Creative ways to finance rail in NH pushed
creative ways to finance rail Congresswoman Annie Kuster hosts a roundtable discussion about passenger rail on Friday at Nashua Community College. She is joined by Chris Williams of the Greater Nashua Chamber of Commerce, and Tim Roache of the Nashua Regional Planning Commission. Kimberly Houghton
NASHUA — Congresswoman Annie Kuster said Friday that New Hampshire’s rail corridor project could possibly benefit from a public-private partnership, which might offset the expense to taxpayers.
While meeting with state and local officials to discuss passenger rail, Kuster highlighted a proposed bill by Congressman John Delaney of Maryland titled the Partnership to Build America Act.
If approved, the legislation would finance $750 billion in infrastructure investment through the creation of a loan fund encouraging public-private partnerships.
With estimates hovering around $200 million to implement rail transit from Nashua to Concord, Kuster said Delaney’s proposal, which she is sponsoring, could leverage private investments to finance public works projects such as rail.
“The New Hampshire rail corridor would be a really great project for that,” said Kuster. “It is a really great concept.”
When discussing economic opportunities with businesses in southern New Hampshire, the topic always comes back to transportation, specifically rail, said Chris Williams, president of the Greater Nashua Chamber of Commerce.
Nashua Mayor Donnalee Lozeau agreed, saying freight and commuter rail is important to the high tech future of not only Nashua, but the entire state.
“I think we are laying the groundwork for some of that important stuff,” said Lozeau, mentioning an initiative to create a new, exit 36 south at the border with Tyngsborough, Mass., which could serve as a multimodal transportation hub.
In addition, the city recently purchased land on Crown Street for a park-and-ride facility and possibly, in the future, a train station.
“People in New Hampshire have to see it work in a piece of the state,” said Lozeau, adding once other communities notice the benefits of rail in Nashua, they may be more inclined to support the infrastructure. “If we could be a model for what could happen, that could be pretty remarkable.”Peter Griffin, president of the New Hampshire Railroad Revitalization Association, said there are many opportunities in the state to upgrade existing rail lines. The state is in a remarkable position to make itself more competitive with rail, passenger freight, airport and bus service, he said. Others, including state Sen. Peggy Gilmour, said there is still some resistance from state leadership with a “definite anti-rail bias.”

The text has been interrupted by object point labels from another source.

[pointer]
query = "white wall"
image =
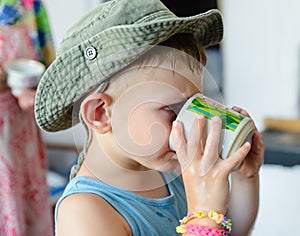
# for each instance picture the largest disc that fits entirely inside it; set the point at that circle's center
(261, 57)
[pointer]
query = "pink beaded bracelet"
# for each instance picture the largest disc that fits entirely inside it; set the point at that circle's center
(217, 217)
(203, 230)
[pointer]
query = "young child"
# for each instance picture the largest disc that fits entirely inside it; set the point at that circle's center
(24, 196)
(110, 75)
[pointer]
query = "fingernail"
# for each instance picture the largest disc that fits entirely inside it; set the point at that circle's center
(247, 144)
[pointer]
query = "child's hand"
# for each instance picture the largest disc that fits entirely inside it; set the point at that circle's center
(204, 174)
(253, 161)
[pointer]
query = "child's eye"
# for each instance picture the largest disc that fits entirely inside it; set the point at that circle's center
(175, 107)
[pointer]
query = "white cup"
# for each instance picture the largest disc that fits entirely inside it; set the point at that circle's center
(23, 73)
(236, 128)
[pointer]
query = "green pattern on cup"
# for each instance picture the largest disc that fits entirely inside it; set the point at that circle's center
(209, 108)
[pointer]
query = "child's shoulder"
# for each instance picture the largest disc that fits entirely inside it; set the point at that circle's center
(88, 214)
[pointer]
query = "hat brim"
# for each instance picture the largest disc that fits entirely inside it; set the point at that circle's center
(71, 75)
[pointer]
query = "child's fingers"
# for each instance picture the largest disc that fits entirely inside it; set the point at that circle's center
(229, 164)
(179, 142)
(241, 110)
(195, 138)
(211, 151)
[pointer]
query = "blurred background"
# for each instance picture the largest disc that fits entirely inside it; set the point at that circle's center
(257, 67)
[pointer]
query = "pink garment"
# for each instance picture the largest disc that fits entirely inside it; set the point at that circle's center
(24, 200)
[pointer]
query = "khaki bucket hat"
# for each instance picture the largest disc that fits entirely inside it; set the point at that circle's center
(105, 41)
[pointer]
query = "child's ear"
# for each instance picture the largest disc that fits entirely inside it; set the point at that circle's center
(95, 113)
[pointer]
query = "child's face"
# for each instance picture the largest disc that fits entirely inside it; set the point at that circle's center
(141, 118)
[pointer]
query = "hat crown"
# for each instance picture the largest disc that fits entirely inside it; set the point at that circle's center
(110, 14)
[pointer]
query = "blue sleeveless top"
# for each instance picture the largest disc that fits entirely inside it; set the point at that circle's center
(145, 216)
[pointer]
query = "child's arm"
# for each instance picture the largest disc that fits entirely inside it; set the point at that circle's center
(87, 214)
(204, 174)
(244, 198)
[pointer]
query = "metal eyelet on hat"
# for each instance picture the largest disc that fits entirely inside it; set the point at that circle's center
(90, 53)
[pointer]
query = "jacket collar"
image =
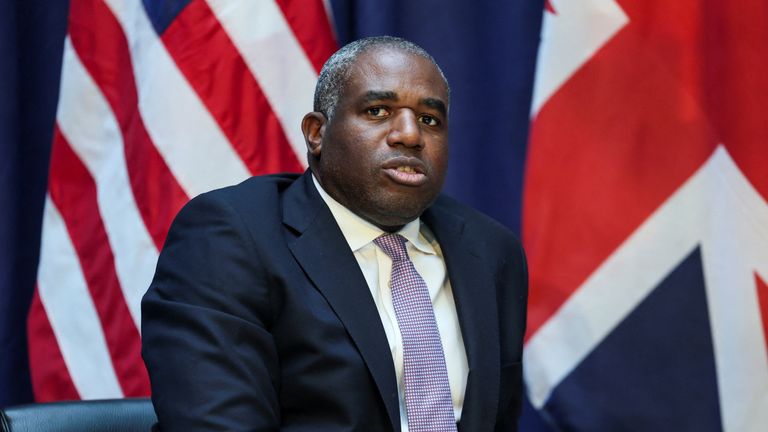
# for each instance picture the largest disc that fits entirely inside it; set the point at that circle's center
(322, 251)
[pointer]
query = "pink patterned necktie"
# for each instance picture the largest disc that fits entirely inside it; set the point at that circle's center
(428, 401)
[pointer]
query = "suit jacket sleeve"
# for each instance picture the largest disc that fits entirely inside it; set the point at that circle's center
(512, 303)
(205, 326)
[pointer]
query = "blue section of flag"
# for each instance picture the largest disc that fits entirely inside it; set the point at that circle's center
(648, 374)
(29, 86)
(163, 12)
(487, 51)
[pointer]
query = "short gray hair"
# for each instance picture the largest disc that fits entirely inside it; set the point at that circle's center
(335, 71)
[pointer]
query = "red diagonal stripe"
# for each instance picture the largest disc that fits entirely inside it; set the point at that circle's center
(102, 47)
(73, 190)
(50, 377)
(213, 66)
(607, 149)
(309, 21)
(762, 299)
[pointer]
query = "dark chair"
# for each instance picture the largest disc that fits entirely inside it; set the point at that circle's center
(110, 415)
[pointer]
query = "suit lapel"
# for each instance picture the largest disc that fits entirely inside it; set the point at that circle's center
(473, 291)
(325, 256)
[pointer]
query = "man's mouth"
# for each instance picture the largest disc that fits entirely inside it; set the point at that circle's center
(406, 171)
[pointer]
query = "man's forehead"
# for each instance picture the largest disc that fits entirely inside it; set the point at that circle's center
(435, 103)
(384, 69)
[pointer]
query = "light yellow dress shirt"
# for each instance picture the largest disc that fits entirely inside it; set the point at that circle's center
(376, 266)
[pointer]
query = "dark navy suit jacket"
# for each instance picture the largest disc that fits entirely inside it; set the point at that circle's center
(259, 318)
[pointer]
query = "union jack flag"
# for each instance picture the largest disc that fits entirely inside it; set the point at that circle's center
(645, 217)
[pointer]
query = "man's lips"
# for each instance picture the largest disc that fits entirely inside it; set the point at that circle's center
(405, 171)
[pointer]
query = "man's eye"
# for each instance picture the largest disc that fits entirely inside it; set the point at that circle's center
(377, 111)
(429, 120)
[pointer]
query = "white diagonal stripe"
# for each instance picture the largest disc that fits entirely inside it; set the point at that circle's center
(95, 137)
(183, 130)
(71, 312)
(275, 58)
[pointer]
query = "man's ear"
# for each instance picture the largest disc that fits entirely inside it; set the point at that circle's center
(313, 128)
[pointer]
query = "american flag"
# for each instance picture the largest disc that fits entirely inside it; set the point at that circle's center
(646, 217)
(159, 101)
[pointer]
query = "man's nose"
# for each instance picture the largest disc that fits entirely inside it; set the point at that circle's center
(405, 130)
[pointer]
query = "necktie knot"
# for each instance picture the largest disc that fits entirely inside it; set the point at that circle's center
(393, 245)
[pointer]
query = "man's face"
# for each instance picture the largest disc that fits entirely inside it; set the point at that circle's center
(384, 154)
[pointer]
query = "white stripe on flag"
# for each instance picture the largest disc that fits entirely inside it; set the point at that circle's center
(71, 312)
(276, 59)
(95, 137)
(183, 130)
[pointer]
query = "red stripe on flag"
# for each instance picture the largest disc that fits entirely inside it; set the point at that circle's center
(73, 190)
(50, 377)
(101, 45)
(762, 301)
(213, 66)
(313, 33)
(606, 150)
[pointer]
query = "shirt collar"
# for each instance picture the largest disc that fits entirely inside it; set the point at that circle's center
(358, 232)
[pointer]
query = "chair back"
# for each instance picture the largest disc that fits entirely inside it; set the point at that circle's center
(109, 415)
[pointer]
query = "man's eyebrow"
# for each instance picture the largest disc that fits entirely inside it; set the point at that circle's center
(376, 95)
(435, 104)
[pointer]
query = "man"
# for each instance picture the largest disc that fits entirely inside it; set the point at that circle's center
(352, 297)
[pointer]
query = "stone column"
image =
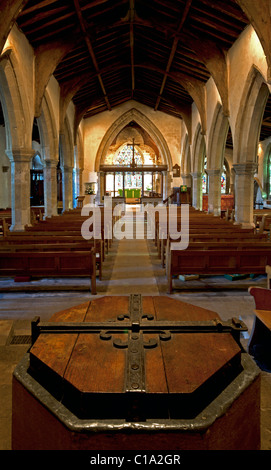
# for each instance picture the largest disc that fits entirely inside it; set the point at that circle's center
(186, 180)
(20, 187)
(197, 190)
(79, 181)
(50, 187)
(244, 193)
(67, 174)
(100, 188)
(214, 195)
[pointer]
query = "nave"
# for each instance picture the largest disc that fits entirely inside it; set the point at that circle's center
(130, 266)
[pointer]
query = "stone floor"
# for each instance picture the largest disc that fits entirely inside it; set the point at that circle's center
(131, 266)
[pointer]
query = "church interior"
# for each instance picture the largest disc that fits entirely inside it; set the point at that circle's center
(119, 105)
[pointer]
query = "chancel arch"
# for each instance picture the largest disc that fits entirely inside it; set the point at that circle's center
(133, 160)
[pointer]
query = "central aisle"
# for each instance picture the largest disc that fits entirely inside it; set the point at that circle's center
(133, 271)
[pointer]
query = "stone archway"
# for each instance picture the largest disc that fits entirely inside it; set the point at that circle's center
(143, 121)
(66, 163)
(198, 154)
(133, 115)
(49, 141)
(215, 158)
(18, 121)
(246, 141)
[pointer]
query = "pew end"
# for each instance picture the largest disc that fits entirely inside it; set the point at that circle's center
(259, 344)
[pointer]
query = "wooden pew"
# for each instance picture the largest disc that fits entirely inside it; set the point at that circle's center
(218, 261)
(259, 344)
(54, 247)
(215, 236)
(50, 264)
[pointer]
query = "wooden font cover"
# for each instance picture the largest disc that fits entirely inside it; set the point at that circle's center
(139, 358)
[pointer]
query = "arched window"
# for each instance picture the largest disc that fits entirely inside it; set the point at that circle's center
(125, 156)
(205, 182)
(224, 180)
(268, 173)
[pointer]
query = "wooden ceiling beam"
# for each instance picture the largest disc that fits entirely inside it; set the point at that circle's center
(173, 50)
(37, 6)
(90, 49)
(9, 11)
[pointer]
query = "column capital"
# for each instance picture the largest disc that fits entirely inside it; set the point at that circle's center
(51, 163)
(67, 168)
(20, 155)
(196, 174)
(214, 172)
(247, 168)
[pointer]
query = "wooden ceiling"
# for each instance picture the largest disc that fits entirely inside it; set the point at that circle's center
(131, 49)
(128, 49)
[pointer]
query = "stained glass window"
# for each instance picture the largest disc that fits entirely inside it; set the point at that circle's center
(205, 178)
(223, 180)
(125, 156)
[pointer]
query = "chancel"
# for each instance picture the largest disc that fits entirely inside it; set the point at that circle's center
(135, 214)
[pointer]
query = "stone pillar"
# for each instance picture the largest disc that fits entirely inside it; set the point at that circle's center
(214, 195)
(197, 190)
(186, 180)
(79, 181)
(100, 188)
(244, 193)
(20, 187)
(50, 187)
(67, 175)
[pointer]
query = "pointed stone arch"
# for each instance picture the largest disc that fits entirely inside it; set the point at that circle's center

A strategic planning process and educational element must be in place to get business leaders and the entire state to understand the economic benefits of rail, Gilmour said.
“You have got to be a little more inventive,” said Tom Mahon, chairman of the New Hampshire Rail Transit Authority, who said the political will must be in place for rail to succeed.
While a proposed infrastructure fund created with private investments may seem good on paper, Mahon said it would not work to finance rail in the Granite State.
“I hate to rain on the parade,” said Mahon, explaining an infrastructure bank works best when a government entity owns the property. In this case, Pan Am owns the railbed, he said.
“You have got to own the property in order to leverage it,” added Mahon.
“I am not suggesting it is simple,” said Kuster.
She said New Hampshire is often successful at private-public partnerships and she believes the financing issue could be overcome to make rail feasible in the state.